Recent clarifications from the Court of Cassation on the calculation of compensation awarded to employees in cases of dismissal without real and serious cause

Since the order of September 22, 2017, compensation awarded in cases of dismissal without real and serious cause has been determined according to the scale set forth in Article L.1235-3 of the Labor Code, which establishes minimum and maximum amounts based on the employee’s length of service and salary. The Court of Cassation has provided interesting clarifications regarding the application of the MACRON scale.

Regarding the length of service to be considered

    In a ruling dated October 1, 2025 (No. 24-15.529), the Labor Chamber of the Court of Cassation held that periods during which the employment contract was suspended due to illness must not be deducted from the employee’s length of service. Unlike the calculation of severance pay, for which the employer may deduct absences due to non-occupational illness, unless otherwise provided by collective agreement or contract, the employee’s seniority is therefore not affected by the absence of the employee for the purposes of applying the MACRON scale.

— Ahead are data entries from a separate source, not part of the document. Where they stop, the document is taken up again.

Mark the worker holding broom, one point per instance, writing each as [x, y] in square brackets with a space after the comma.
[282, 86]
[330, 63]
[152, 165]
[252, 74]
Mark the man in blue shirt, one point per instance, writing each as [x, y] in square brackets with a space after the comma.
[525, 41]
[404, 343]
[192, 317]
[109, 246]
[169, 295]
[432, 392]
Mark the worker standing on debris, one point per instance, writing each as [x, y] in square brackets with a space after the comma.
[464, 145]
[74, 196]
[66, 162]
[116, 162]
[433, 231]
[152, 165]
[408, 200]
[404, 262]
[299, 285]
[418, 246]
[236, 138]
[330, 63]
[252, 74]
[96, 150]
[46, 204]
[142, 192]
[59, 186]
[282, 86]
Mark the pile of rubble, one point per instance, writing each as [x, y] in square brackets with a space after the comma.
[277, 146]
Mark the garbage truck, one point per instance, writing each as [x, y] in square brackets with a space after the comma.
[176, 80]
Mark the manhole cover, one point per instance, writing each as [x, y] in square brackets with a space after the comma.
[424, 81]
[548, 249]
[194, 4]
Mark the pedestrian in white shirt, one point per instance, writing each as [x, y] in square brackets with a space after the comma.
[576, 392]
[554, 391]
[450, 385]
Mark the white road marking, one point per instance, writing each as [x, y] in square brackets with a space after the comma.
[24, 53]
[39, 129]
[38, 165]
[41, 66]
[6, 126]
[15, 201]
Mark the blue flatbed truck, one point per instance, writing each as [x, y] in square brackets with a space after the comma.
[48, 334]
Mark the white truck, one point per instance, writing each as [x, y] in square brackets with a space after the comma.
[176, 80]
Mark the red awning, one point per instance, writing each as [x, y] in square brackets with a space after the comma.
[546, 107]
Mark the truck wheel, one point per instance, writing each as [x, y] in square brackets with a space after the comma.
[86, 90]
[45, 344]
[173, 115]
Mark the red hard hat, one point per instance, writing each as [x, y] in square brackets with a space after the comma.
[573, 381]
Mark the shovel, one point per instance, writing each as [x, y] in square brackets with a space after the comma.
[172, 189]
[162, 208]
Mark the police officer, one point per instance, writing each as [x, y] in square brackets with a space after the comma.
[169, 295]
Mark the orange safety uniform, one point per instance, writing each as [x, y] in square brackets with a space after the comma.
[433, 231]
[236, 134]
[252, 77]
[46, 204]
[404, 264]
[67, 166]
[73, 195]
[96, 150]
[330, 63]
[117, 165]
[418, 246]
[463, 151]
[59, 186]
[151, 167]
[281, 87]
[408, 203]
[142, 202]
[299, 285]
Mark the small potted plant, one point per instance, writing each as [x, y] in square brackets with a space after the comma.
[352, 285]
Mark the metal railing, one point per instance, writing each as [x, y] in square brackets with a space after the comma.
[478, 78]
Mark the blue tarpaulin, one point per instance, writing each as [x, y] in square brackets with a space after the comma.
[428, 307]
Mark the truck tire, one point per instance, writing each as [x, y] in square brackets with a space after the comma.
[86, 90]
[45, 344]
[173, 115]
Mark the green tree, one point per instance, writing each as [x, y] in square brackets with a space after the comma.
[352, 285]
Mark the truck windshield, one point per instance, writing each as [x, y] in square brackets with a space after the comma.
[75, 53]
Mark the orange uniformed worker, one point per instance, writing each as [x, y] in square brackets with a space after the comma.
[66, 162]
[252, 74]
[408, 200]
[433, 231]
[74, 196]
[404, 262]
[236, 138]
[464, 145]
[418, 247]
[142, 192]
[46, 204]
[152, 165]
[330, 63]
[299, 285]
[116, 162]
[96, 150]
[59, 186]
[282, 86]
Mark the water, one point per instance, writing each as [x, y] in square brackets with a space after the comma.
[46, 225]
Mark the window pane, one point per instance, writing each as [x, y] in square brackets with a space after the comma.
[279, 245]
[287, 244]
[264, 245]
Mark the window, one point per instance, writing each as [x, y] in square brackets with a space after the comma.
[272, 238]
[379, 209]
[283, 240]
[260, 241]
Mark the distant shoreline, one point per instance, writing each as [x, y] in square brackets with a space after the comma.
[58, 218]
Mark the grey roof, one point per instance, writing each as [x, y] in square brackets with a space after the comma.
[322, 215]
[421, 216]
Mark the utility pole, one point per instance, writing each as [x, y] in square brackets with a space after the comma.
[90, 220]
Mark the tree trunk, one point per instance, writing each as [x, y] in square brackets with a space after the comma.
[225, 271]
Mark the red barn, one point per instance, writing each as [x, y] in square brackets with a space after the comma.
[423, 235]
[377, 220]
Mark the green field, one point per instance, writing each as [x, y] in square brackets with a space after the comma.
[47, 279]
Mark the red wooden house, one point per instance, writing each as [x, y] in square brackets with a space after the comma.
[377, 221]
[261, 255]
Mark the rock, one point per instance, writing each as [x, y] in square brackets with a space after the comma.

    The Court of Cassation noted that the provisions of Article L. 1235-3 of the Labor Code contain no restrictions in the event of a suspension of the employment contract.

    Regarding the reference period for calculating gross monthly pay

      Article L. 1235-3 of the Labor Code, which establishes the compensation scale for dismissal without real and serious cause, refers to the concept of months of gross salary.

      The former Article L. 1235-3 provided for the payment of compensation that it could not be less than the wages of the last six months.

      The wording used in the new provisions of Article L. 1235-3 suggested that it would now be appropriate to refer to an average salary, rather than the salaries of the last six months. But what average salary ?

      The Labor Chamber of the Court of Cassation settled this issue in a ruling dated March 18, 2026 (No. D 24-14757), specifying that the salary to be taken into account for calculating severance pay for dismissal without real and serious cause is determined, according to the formula most advantageous to the employee, by taking into account the monthly average of the last twelve months or one-third of the last three months, any annual or exceptional bonus or gratuity paid to the employee during this period being, in this case, taken into account only up to an amount calculated in due proportion.

      The Court of Cassation thus applies for the calculation of compensation for dismissal without real and serious cause, the same reference salary as that provided for in Article R. 1234-4 of the Labor Code for the calculation of statutory severance pay.